According to the Korea Internet and Security Agency, more and more users connect to the Internet through mobile devices rather than on desktop computers and tend to stay longer in certain applications instead of the web.
The ratio of computer-based Internet connections has declined from 82.1 percent in 2012, to 79.8 percent in 2013. In the meantime, the usage of mobile-based Internet access gained more than 30 percentage points from 58.3 percent to 91 percent. It is growing self-evident that mobile is replacing the computer when it comes to Internet usage. At the same time, more time is spent on certain applications than the web, when connected to the Internet through mobile.

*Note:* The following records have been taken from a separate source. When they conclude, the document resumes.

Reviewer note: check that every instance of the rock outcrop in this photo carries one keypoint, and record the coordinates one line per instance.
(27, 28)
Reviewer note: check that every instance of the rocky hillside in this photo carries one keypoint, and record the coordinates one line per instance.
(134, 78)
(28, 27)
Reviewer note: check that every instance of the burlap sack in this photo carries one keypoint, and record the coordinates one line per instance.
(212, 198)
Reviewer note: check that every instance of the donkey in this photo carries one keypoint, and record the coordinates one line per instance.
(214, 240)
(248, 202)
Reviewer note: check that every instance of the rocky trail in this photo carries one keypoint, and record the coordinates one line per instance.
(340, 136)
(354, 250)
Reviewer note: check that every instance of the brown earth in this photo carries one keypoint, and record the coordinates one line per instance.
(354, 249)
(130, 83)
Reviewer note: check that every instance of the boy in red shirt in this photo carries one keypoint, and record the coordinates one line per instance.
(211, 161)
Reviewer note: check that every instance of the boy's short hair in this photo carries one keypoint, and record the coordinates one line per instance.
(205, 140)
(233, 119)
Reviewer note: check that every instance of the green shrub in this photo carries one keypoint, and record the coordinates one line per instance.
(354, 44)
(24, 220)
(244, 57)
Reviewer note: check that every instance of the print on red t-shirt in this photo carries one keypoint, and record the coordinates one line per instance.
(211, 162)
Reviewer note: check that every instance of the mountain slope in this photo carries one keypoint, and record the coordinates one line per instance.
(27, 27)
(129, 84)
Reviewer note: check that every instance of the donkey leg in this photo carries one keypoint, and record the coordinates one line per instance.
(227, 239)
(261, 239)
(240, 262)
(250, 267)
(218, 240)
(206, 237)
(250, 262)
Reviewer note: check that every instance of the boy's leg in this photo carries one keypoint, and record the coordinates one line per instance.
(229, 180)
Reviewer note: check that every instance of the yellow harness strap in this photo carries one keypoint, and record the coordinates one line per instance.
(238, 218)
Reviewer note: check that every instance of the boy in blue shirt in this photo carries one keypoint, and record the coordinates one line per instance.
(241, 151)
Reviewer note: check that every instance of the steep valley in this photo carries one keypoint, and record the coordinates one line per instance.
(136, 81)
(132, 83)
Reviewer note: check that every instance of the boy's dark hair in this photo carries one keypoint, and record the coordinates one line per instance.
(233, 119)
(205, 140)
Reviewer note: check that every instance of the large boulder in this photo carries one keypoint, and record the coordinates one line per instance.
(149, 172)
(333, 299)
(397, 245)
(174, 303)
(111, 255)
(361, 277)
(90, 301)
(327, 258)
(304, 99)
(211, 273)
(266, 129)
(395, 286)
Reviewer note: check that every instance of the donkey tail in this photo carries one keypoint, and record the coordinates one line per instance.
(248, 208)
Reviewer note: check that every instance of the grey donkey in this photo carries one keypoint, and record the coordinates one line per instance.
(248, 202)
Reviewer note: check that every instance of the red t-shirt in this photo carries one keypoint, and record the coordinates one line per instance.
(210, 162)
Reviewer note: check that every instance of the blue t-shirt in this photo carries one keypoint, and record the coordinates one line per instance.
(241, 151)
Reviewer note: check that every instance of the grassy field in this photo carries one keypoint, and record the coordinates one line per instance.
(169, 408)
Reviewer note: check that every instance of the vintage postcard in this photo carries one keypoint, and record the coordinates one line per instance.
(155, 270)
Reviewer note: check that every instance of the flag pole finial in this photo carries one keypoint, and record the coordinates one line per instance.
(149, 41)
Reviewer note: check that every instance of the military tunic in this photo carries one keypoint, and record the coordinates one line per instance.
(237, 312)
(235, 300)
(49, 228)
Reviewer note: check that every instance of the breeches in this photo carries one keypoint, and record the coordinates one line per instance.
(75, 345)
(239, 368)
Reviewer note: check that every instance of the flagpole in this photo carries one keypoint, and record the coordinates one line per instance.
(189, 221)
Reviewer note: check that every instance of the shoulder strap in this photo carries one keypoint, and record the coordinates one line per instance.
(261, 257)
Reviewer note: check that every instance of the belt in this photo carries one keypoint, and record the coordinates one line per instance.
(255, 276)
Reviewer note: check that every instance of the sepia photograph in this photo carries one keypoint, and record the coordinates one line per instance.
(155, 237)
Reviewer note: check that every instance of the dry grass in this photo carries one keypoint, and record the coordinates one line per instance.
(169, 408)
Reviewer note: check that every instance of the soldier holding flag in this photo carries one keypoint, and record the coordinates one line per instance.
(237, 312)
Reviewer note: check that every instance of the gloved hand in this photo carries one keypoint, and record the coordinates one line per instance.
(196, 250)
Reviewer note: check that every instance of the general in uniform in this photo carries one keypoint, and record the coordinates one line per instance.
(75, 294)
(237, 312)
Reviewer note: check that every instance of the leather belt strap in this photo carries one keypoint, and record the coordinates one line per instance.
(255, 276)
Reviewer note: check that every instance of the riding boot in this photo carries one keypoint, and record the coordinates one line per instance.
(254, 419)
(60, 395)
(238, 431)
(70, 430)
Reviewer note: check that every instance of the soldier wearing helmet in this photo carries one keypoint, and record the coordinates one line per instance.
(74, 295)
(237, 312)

Average time spent on mobile is sure on the rise. In the previous year, 80 percent of the time spent on mobile was through applications and the 20 percent of the time was used on the web, according to a study conducted by Flurry, a research company on the mobile Internet. And this year, the statistics show much growing influence of the mobile apps: the share of the time for applications has increased to 86 percent while the proportion of time spent on the web has dropped to 14 percent.
An official with Flurry said, “An overwhelming number of users use smartphones instead of computers for the Internet access, and many of them prefer apps that are more enclosed than the open web. Therefore, the Internet business should also switch its focus toward apps rather than the web.”
Many Internet companies are modifying their business strategies accordingly. Facebook CEO Mark Zuckerberg has also stressed the importance of re-directing business outlook, as he said in The New York Times in an interview, “Applications, which are built to carry out only one function such as delivering text messages or news articles, are more promising in the mobile market.”
Indeed, the app market is expected to generate immense profits for mobile companies. An official in the app-development industry said, “Internet companies can be more profitable and effective now with applications than in ‘the era of web,’ since applications, unlike the web where users can freely surf around, can ‘lock up’ users and hold on to them when the platforms are dominated as seen in the cases of Google, Apple, Kakao and Tencent.”
The number of free apps are surging as the app-based business environment is currently established. According to Flurry, free apps constituted 84 percent of overall apps in 2012, whereas 90 percent of apps are free of charge in 2013.
Even Microsoft, which had been reluctant in providing free services, has made Microsoft Office files able to be viewed and edited on mobile without any payments. Conducting such jobs on a computer will cost up to hundreds of dollars. The fate of mobile companies is now often determined by free services. NCSoft, Korea’s online game company, is struggling in the mobile game market as it is sticking to for-fee services of ‘Lineage,’ its most popular game, on mobile.
The mobile game which once brought a huge success to the company in its computer version is currently ranked below top 100 in Google Play game store. On the other hand, Netmarble, another Korea’s game developer, which once faced predicaments in the computer-Internet game market, resurged in the mobile-app market with free service strategies.
Netmarble now holds a prominent position in the mobile game industry, as four of its games including ‘Everybody’s Marble’ and ‘Seven Knights’ stand within the top-10 list of Google Play mobile game rank, and its sales sky-rocketed from 210 billion won in 2012 to 500 billion won last year.